Harold Myerson has a [mostly] perceptive article in the Washington Post on the way in which Bush dissed the conservative intellectual establishment. He writes:
Bypassing all manner of stellar Scalia look-alikes, the president settled on his own in-house lawyer.... Miers has authored no legal opinions that can be dissected, no Supreme Court briefs that can be parsed, no law review articles that can be torn apart.

Which, I suspect, is why her selection cuts so deep in right-wing circles. The problem isn't only that Miers is not openly a movement conservative but that she's as far from a public intellectual as anyone could possibly be. In one fell swoop, Bush flouted both his supporters' ideology and their sense of meritocracy.

Worse, he bypassed the opportunity to demonstrate their intellectual seriousness -- conservatism's intellectual seriousness.

Read the whole thing here.

And, as Myerson notes, Bush was right to do so. Just as the nation demonstrated in its refusal to have a debate over Social Security, it is not spoiling for a fight over choice, however much conservative ideologues might wantsuch a confrontation. Nor does the general public place much confidence in those credentials -- those lines on the vita -- that are so highly prized by intellectuals. The conservatives' objections, however deeply felt, are just not politically functional, moreover they are likely to be disastrous.

As Myerson notes:

[J]ust because the conservative intellectuals are itching for a fight over first principles doesn't mean their country is. The conservative legal movement may have been waiting for this moment, as Frum wrote, for two decades, but the conservative economic movement had also been waiting for more than two decades for its moment, its fight over Social Security. Bush indulged the economic right, and look what happened: Armed with the best thinking of Heritage, Cato and all the right-wing think tanks, the president took on the New Deal and has not yet recovered.

Now the legal right wants -- what? A public debate over the right to choice? A frontal assault on the right to privacy? A nominee who'll argue, as right-wing darling Janice Rogers Brown has, that the minimum wage and Social Security are unconstitutional? Is it any wonder that Bush, particularly in his weakened state, chose to sidestep those fights? Most of the right wing's legal agenda commands minority support in the country and provokes majority opposition. How many battles of ideas can Bush afford to lose?
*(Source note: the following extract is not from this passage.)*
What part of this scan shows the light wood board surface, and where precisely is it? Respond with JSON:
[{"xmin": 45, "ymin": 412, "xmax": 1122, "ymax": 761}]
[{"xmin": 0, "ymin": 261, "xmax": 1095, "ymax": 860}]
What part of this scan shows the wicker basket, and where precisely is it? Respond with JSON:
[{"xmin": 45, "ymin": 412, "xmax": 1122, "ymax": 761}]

The world of the mind is a wonderful place, but it has its place, and that is in the sheltered groves of academe -- not in the corridors of power. Far too many bright young things in the conservative movement have been seduced by the Marxist vision of intellectuals as the vanguard of revolution. In fact they are more like the Decembrists. Every once in a while it is useful for someone like Bush, who actually has to govern responsibly, to slap them upside the head and remind them of how inconsequential they really are in the larger scheme of things.